Holmes ne devait pas savoir. S'il ne lui restait que si peu de temps, il ne le gâcherait pas par une confession indésirée qui ne servirait qu'à culpabiliser le détective.
La fleur remontait le long de sa gorge. Ses râles se firent plus étranglés. Elle allait bientôt sortir, grâce au ciel !
- Watson !
Le docteur ralliant ses forces pour tendre le doigt vers la carafe d'eau qui trainait sur la table, près de la fenêtre. Holmes se précipita dessus.
Lorsqu'il revint avec un verre, quelques secondes plus tard, la toux de son ami s'était calmée. Avec un froncement de sourcil, il remarqua un drôle d'amas de salive, dans la paume de Watson, ainsi qu'un renfoncement dans la poche de son pantalon. Mais son inquiétude balaya aussitôt ses observations alors qu'il portait le verre jusqu'aux lèvres de son docteur encore tremblant.
Watson but une gorgée puis lui prit le verre des mains et le fini seul.
- Watson, s'inquiéta Holmes, êtes-vous malade ? Je vous en prie, répondez-moi honnêtement.
- Ce n'est rien, le rassura son ami en lui adressant son sourire le plus chaleureux. J'ai avalé ma salive de travers. Plutôt stupide, mais pas contagieux, je vous assure.
- Watson, insista Holmes en appuyant sur son épaule pour le forcer à lui faire face, dites-moi la vérité.
Je vous aime ! Cria silencieusement Watson. Je vous aime si fort que j'en meurs !
- Je croyais que c'était moi, le médecin ? Plaisanta-t-il à la place.
Holmes posa d'autorité une main sur son front, qu'il trouva à température normale.
- Je vous ai déjà entendu tousser, ce matin...
- Eh bien, mon cher Holmes, si l'on a plus le droit de tousser dans sa propre maison, où va le monde ?
Le détective sourit, mais les rides d'inquiétudes qui plissaient son front ne disparurent pas tout à fait.
- Vous feriez mieux de rester ici, ce soir, dit-il finalement. Je vais demander à Madame Hudson de monter quelques buches pour le feu. Et de préparer un solide diner.
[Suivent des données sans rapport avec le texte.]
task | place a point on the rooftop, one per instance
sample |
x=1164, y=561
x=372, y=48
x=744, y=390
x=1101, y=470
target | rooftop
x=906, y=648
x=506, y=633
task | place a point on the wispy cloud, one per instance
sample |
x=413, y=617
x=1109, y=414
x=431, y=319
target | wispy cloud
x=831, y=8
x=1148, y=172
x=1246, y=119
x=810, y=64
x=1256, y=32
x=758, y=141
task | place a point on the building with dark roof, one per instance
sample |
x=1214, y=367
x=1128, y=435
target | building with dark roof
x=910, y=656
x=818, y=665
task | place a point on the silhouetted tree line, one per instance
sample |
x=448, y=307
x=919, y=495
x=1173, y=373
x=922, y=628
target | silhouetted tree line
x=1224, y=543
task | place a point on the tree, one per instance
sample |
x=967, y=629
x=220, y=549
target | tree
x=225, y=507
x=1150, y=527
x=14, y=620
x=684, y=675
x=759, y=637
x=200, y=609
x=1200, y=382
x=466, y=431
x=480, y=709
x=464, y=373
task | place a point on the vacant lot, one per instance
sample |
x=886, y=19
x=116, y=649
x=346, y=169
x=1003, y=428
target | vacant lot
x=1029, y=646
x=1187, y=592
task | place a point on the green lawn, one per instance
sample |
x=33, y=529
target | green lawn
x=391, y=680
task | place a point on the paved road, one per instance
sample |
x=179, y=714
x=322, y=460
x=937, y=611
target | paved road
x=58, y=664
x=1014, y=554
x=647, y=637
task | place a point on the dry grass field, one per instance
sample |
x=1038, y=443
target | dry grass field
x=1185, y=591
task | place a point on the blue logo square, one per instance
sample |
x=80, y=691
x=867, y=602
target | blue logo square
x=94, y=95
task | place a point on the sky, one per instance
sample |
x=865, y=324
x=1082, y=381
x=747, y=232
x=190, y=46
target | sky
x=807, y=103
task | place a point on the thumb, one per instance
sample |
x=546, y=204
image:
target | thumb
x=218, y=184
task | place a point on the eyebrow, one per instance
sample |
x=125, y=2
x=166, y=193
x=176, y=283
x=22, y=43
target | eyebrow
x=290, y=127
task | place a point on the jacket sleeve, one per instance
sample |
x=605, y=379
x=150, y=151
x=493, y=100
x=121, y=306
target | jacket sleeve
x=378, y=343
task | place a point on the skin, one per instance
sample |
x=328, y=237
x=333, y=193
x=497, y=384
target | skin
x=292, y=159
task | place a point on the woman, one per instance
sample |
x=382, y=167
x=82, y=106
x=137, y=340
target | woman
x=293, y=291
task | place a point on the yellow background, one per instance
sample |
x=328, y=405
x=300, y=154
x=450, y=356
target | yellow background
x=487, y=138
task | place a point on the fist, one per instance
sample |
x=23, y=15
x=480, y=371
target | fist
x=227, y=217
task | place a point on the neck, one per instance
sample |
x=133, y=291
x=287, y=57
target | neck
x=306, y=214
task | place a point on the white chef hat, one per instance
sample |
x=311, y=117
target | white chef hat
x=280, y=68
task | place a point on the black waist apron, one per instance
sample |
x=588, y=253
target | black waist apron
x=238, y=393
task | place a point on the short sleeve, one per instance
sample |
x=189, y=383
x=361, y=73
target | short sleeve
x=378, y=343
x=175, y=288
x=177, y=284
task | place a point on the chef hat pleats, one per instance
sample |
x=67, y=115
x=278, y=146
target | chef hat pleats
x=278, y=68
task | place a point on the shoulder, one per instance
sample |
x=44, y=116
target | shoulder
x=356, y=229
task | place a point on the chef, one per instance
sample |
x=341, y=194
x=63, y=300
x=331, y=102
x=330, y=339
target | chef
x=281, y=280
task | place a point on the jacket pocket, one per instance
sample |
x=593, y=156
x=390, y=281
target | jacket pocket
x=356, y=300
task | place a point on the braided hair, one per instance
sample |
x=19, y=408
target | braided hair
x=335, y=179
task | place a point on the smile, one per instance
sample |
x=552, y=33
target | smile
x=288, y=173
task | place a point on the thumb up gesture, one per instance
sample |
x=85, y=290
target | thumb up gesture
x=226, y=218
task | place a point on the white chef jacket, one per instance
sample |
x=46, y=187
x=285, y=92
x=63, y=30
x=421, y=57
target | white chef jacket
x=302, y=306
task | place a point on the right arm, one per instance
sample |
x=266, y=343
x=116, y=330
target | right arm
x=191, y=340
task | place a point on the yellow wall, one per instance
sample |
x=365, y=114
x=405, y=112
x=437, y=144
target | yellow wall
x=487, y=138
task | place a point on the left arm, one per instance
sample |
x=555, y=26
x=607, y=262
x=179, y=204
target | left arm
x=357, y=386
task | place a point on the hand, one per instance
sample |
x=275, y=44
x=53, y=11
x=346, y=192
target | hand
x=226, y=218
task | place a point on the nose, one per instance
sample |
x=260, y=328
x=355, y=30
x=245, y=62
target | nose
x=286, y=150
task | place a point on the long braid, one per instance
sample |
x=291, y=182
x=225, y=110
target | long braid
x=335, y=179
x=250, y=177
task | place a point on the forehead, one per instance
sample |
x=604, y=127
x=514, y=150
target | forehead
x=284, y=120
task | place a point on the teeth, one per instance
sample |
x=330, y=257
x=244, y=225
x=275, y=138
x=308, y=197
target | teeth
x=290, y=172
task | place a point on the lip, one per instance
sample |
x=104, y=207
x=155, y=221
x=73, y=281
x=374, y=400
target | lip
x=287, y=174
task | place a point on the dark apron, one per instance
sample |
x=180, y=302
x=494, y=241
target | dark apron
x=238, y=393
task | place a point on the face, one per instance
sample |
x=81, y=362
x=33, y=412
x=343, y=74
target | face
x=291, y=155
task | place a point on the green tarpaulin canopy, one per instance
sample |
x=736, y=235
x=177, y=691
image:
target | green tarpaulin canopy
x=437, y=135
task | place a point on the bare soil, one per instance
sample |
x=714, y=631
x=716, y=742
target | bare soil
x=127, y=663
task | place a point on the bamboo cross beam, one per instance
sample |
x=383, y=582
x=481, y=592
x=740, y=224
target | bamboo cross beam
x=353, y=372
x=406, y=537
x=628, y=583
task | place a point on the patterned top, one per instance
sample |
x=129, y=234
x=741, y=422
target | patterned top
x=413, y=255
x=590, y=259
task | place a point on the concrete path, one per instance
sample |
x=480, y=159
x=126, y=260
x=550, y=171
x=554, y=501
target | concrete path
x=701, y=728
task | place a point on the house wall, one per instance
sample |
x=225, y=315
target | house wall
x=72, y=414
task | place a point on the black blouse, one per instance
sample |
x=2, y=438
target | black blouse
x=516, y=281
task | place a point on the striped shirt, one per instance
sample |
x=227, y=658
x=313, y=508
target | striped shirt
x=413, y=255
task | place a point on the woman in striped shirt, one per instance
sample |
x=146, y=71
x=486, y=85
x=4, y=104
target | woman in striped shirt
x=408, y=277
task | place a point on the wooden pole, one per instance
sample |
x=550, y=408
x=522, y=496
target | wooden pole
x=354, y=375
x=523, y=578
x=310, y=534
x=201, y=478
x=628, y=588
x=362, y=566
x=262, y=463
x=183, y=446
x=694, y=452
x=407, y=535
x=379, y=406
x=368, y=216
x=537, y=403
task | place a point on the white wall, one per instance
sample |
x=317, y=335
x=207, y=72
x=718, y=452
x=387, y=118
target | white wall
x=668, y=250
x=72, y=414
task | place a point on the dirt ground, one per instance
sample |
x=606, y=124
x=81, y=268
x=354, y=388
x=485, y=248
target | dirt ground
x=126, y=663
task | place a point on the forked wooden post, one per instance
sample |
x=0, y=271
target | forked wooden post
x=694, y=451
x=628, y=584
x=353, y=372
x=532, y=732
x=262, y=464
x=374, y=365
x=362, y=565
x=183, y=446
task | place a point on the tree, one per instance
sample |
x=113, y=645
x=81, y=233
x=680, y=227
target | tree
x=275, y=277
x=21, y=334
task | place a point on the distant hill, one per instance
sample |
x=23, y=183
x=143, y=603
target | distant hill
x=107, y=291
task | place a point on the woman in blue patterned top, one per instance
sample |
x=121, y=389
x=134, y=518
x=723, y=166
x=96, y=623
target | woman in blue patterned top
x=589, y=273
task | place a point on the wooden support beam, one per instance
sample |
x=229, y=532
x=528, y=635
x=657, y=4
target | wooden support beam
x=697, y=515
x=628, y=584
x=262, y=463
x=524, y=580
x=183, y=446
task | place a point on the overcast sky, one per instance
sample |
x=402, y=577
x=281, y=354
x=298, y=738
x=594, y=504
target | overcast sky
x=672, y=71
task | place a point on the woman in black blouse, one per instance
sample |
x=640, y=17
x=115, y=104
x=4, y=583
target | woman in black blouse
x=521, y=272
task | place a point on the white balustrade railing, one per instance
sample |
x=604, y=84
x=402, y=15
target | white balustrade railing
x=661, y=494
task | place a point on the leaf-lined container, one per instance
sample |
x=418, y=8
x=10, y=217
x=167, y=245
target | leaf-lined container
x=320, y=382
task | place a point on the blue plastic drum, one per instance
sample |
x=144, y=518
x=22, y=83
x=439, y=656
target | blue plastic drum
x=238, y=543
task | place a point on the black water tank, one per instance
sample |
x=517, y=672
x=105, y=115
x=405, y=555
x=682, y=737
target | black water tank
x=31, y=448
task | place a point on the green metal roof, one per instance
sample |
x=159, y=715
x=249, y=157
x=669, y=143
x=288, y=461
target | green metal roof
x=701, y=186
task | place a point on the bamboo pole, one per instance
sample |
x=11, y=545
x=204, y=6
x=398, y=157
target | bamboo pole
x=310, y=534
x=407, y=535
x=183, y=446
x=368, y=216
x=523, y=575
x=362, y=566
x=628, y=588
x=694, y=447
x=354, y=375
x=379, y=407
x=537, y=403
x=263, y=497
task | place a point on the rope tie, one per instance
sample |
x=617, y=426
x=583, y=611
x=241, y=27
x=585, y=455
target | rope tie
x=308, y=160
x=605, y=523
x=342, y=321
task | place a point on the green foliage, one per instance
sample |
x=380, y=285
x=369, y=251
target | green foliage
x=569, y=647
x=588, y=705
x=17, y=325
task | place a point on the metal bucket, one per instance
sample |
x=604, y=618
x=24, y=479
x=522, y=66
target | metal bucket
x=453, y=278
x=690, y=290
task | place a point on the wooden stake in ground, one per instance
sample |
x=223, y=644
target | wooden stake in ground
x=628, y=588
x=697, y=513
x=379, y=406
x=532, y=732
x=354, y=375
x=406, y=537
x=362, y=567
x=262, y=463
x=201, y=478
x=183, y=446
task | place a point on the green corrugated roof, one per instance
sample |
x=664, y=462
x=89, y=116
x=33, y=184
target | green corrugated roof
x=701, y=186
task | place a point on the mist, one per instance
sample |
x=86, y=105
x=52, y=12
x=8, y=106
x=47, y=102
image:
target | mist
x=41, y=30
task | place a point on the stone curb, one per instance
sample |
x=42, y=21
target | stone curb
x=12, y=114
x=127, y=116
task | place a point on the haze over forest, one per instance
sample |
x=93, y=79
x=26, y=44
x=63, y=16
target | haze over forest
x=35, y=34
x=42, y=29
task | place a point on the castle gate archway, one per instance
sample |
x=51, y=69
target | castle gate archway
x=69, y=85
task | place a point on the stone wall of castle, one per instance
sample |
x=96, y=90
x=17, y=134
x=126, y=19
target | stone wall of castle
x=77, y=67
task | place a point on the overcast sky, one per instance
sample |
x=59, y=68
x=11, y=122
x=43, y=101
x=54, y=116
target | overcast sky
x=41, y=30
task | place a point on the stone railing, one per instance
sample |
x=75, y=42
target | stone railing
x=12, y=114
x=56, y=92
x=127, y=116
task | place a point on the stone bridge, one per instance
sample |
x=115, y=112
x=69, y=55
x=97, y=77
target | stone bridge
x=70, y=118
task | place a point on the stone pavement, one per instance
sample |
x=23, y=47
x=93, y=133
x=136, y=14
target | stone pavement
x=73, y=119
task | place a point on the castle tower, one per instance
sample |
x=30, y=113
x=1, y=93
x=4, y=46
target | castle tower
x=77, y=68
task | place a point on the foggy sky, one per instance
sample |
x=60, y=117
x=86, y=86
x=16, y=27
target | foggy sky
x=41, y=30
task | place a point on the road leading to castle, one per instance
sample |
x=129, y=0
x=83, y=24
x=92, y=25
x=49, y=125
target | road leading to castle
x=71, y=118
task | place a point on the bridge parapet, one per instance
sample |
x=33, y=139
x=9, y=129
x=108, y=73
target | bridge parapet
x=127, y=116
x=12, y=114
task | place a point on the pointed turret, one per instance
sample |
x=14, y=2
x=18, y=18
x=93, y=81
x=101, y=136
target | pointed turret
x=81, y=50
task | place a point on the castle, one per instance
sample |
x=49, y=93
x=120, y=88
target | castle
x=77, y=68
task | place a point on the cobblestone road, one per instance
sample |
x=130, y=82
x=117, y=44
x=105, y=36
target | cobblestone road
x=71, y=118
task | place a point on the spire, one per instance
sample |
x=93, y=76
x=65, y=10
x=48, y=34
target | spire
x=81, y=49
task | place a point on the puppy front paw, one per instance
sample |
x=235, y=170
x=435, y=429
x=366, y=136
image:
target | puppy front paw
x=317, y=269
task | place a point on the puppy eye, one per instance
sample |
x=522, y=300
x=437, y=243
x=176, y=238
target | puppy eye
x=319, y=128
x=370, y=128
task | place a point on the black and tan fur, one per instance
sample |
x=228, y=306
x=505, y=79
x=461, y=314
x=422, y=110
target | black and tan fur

- Je ne prévoyais pas de voyager, le rassura Watson avec un sourire. Il faut juste que j'envoie un télégramme avant d'oublier.
- Confiez-le à Madame Hudson, elle le donnera à l'un des Irréguliers. Ils le posteront pour vous.
Watson acquiesça en quittant la pièce. Il sentait une autre fleur lui chatouiller la gorge et voulait être hors de portée des oreilles de Holmes avant de recommencer à tousser.